3. Why ‘www’ Often Uses CNAME
Many sites configure their ‘www’ domain as a CNAME pointing to the root domain. This ensures that if the IP of the root domain changes (e.g., switching hosting providers), the ‘www’ version still resolves correctly.
4. SERP Implications of A vs. CNAME
From an SEO perspective, whether you use an A record or a CNAME for your ‘www’ doesn’t directly impact SERP rankings. However, the slight latency introduced by the CNAME resolution process (it might require an extra DNS query) is worth noting. While minuscule, in an era where site speed can influence rankings, every millisecond counts.
5. Ensuring SERP Stability
If you decide to change the canonical version of your domain, it’s vital to use 301 redirects to guide search engines and users from the old version to the new one. This ensures the preservation of link equity, minimizing potential disruptions in SERP performance.

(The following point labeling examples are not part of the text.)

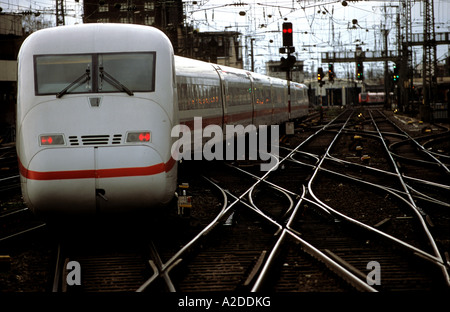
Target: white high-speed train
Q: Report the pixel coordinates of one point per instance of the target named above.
(96, 106)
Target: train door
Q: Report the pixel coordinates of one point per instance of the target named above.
(223, 96)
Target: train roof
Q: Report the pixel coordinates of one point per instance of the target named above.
(96, 38)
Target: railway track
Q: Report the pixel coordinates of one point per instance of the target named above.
(327, 219)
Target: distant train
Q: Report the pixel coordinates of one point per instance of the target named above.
(372, 98)
(96, 106)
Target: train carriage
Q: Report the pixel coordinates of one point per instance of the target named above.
(96, 109)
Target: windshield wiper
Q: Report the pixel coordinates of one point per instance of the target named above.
(113, 81)
(78, 82)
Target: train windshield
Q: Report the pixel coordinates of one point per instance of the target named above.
(95, 73)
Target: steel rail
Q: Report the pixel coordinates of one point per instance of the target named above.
(311, 250)
(175, 259)
(423, 149)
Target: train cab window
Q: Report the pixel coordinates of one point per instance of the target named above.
(86, 73)
(133, 70)
(54, 73)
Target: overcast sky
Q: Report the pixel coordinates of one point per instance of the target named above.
(319, 25)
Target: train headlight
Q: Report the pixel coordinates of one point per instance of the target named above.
(52, 139)
(140, 136)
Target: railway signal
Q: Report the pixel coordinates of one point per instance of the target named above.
(331, 72)
(287, 35)
(396, 76)
(320, 76)
(359, 70)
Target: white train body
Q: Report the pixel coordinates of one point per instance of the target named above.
(95, 160)
(96, 106)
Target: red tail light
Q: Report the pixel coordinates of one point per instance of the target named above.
(54, 139)
(141, 136)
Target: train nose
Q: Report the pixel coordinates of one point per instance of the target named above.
(95, 179)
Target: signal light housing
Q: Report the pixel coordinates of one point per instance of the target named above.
(287, 35)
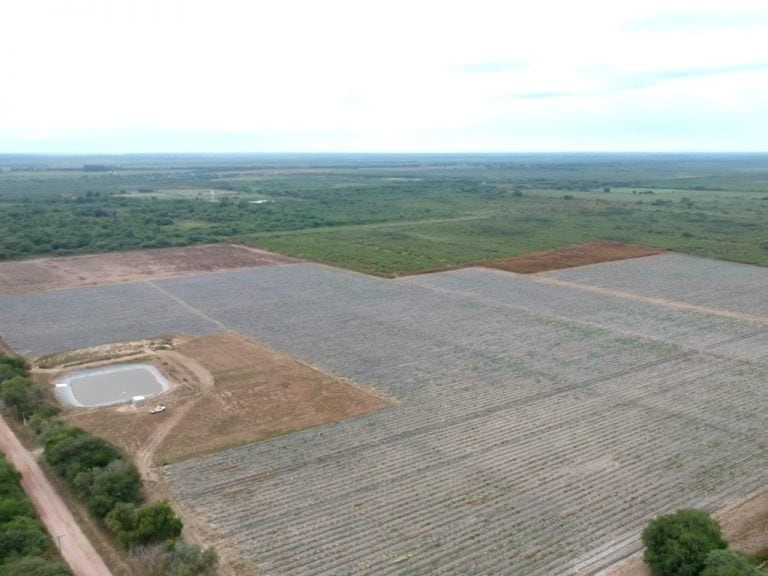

6. Considerations with CDNs and Managed Platforms
Platforms like Shopify, Wix, or CDNs may necessitate CNAME records. When using these services, ensure that any shift in the canonical domain is communicated and handled properly to prevent potential SERP disruptions.
7. To Conclude
Switching your canonical preference between ‘www’ and non-‘www’ demands caution and proper implementation to safeguard your SERP rankings. While the choice between A and CNAME records isn’t a direct ranking factor, understanding their implications on site performance and SERP is crucial for informed decision-making.